Sumit Singhal loves modern architecture. He comes from a family of builders who have built more than 20 projects in the last ten years near Delhi in India. He has recently started writing about the architectural projects that catch his imagination.
Entrée de ville in Bayonne, France by mateo arquitectura
July 10th, 2016 by Sumit Singhal
Article source: mateo arquitectura
Three interventions make up the proposal:
The three interventions address three independent yet complementary themes:
In 1, Marinadour, the volume is protagonist. The way it is sculpted and emptied out.
The Marinadour complex, which represents the organization of a considerable urban density and a mixed programme: a car park and shopping mall form the plinth base, with dwellings built on the great platform created. This is a complex volume. Large landscaped courtyards produce empty spaces in the built mass that allow lighting and ventilation of the interior. The perimeter adapts to the spatial and contextual conditions:
The south and east façades, most exposed to traffic, are protected from noise by a double glazed cladding that creates a conservatory terrace with high energy quality. Its sloping cornice offers the built mass an added dynamism, accompanying traffic that runs tangential to the building.
Where it faces west the volume is broken down, and its envelopes are reflecting metal: this is where we let light and air into the courtyard.
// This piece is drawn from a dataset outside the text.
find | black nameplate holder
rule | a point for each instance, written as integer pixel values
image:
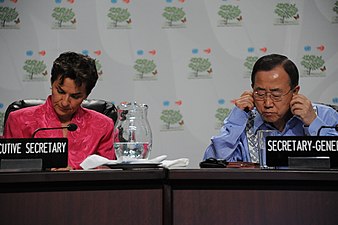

Towards the river (to the north), the horizontal of the terraces follows the geometry of the water.
In 2, the Park, the ground is the protagonist. Vegetation, transparency, public space, pedestrian connectivity. Reorganization of circulation around the approach to Henri Grenet bridge, building a viaduct to enable pedestrians to cross below and transform the area into a space that is truly urban, not just for cars. Massive presence of vegetation as backdrop to the scene.
In 3, Rivadour, it is a line that we had to build.
The Rivadour complex closes the urban space. It is a continuous block that follows the river before breaking off towards the city. At its end, it rises up to accommodate a hotel.
This continuous line forms the limit between the park and the approach to the bridge, and dialogues with the existing urban complex at a smaller scale. The permeable ground floor guarantees pedestrian continuity through the new urban space.